Backed by Pappas and Novo Holdings, Allievex will tackle Sanfilippo Syndrome type B, a lysosomal neurological condition for which no treatment exists. Allievex CEO Thomas Mathers indicated to Endpoints News that the new company would broadly focus on childhood conditions but begin with Sanfilippo and the BioMarin treatment:
“Tralesinidase alfa may be the first disease modifying therapy which could provide cognitive stabilization or growth, as well as potentially impact hearing, sleep, bowel habits and overall quality of life for Sanfilippo B children,” Mathers wrote Endpts in an email. “The FDA recently issued a draft guidance for industry which we believe directly speaks to Sanfilippo B, and we believe that this Guidance provides Allievex a clear road map to register tralesinidase alfa.”
Allievex and its partners, though, have not disclosed how much funding they’re getting. The FDA guidance is a July 2018 document detailing evidence standards for drugs aimed at enzyme-based, rare, slow-progressing diseases.
Tralesinidase alfa is a form of enzyme replacement therapy, a type of treatment used primarily in other lysosomal diseases — diseases that arise from disabling mutations in the enzyme-containing sacs found inside cells. In Sanfilippo, the cells can’t degrade a sugar called heparan sulfate, which accumulates and eventually kills neurons and other organ cells.

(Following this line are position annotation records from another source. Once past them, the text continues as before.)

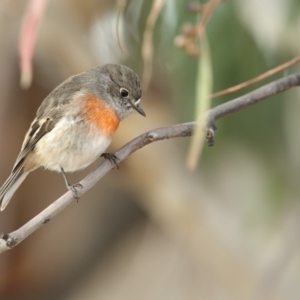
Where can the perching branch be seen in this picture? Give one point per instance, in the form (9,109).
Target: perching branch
(8,241)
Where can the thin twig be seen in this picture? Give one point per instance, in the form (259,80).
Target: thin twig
(258,78)
(8,241)
(147,46)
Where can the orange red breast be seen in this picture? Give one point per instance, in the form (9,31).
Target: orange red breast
(100,114)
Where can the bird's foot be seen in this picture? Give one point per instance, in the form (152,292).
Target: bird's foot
(111,157)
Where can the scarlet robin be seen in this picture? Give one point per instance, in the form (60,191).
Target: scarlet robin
(75,123)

The slow buildup gives the disease a particularly agonizing arc: healthy development into around age two, when cognitive skills and sensory function can begin to decline rapidly. Most die in their teens. The second most common form of the disease, Sanfilippo B, affects about 1 in every 200,000 people.

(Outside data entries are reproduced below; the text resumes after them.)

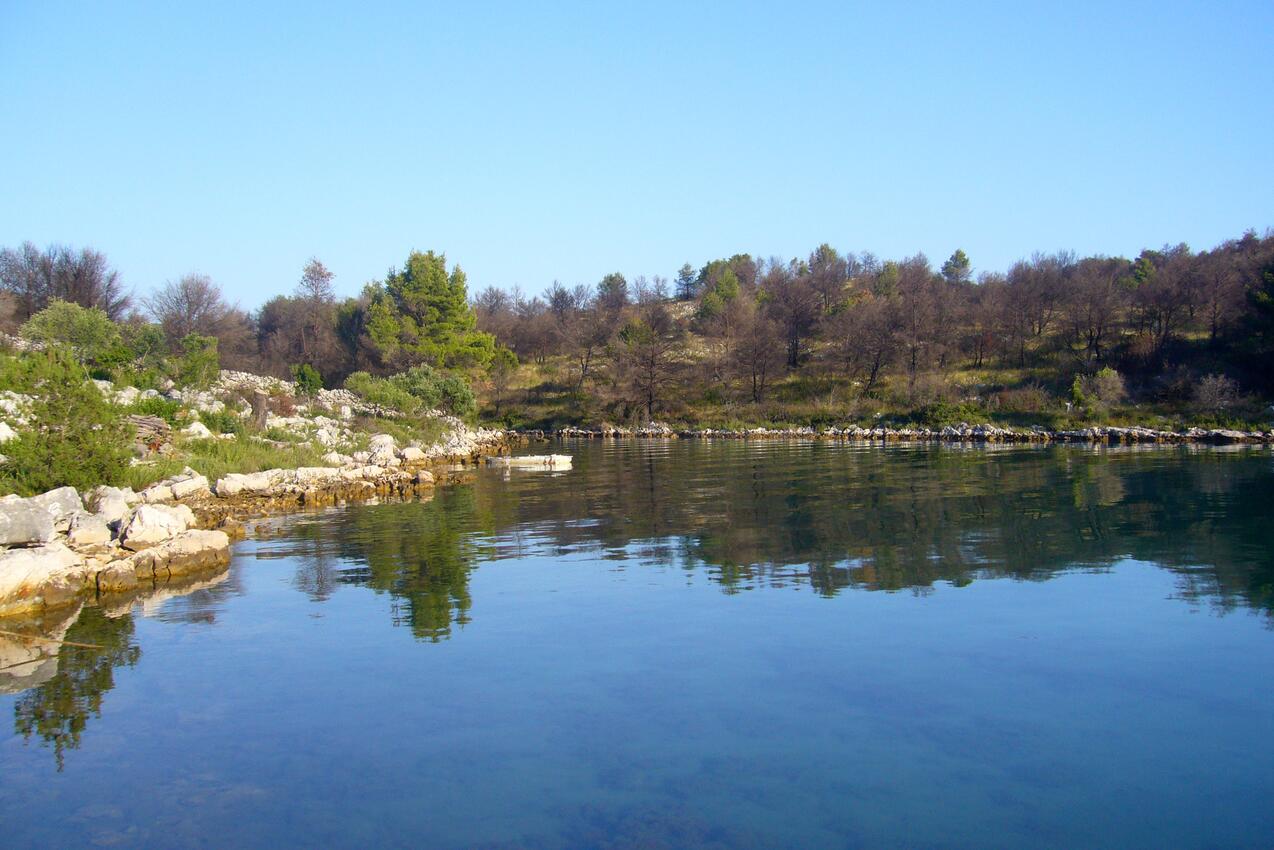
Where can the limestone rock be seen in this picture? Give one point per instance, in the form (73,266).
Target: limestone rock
(186,552)
(60,504)
(23,523)
(189,487)
(111,504)
(45,576)
(153,524)
(88,530)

In the therapy, scientists create a recombinant form of the missing enzyme — alpha-N-acetylglucosaminidase or NAGLU — and inject it directly into brain ventricles through a specialized catheter, ideally degrading the heparan sulfate and stemming the degradation of cells. The enzymes have to be injected into the brain because otherwise, they will not cross the blood-brain barrier.

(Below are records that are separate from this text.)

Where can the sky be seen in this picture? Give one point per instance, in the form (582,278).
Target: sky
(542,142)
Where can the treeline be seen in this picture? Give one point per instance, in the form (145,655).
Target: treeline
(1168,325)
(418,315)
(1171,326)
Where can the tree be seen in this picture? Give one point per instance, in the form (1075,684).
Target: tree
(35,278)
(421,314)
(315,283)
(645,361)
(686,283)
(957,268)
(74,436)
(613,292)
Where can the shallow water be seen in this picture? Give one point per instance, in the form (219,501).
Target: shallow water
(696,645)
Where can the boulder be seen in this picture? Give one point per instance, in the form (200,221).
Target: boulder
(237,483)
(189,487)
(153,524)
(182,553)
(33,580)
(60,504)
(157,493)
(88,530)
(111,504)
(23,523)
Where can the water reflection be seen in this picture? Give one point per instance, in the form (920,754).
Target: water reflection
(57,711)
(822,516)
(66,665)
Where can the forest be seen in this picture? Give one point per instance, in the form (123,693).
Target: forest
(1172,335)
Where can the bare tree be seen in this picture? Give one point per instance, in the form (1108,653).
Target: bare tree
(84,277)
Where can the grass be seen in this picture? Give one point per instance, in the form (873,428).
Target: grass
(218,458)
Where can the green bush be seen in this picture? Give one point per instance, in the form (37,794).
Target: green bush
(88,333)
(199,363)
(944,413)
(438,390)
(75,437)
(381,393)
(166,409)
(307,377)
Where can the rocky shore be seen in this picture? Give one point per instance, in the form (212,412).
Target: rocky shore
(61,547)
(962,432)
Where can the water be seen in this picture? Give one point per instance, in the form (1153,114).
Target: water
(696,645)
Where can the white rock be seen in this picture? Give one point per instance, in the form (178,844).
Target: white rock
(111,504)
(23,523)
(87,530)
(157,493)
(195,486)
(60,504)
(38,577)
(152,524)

BioMarin has completed an observational study and recently began a Phase II study.
Allievex won’t be the first company to try enzyme therapy on Sanfilippo B. Alexion spent $8.4 billion to acquire Synageva in 2015, primarily to acquire Kanuma but in part for SBC-103, a recombinant form of NAGLU. They saw some early positive results but shelved the drug in 2017.
A 2015 review of the disease in Dove Medical Press, noted that in animals — the BioMarin Phase I/II clinical trials had yet to begin — enzyme injection into the brain “has been successful in alleviating a number of symptoms but has also emphasized the importance of early detection on account of the irreversibility of certain (particularly neurodegenerative) aspects of the pathophysiology.”
Abeona is also working on a form of gene therapy for Sanfilippo A, now in Phase I/II, but that has limited implications for other forms of the disease. Although Sanfilippo A, B, C, and D manifest in similar ways, they differ in their genetic foundations.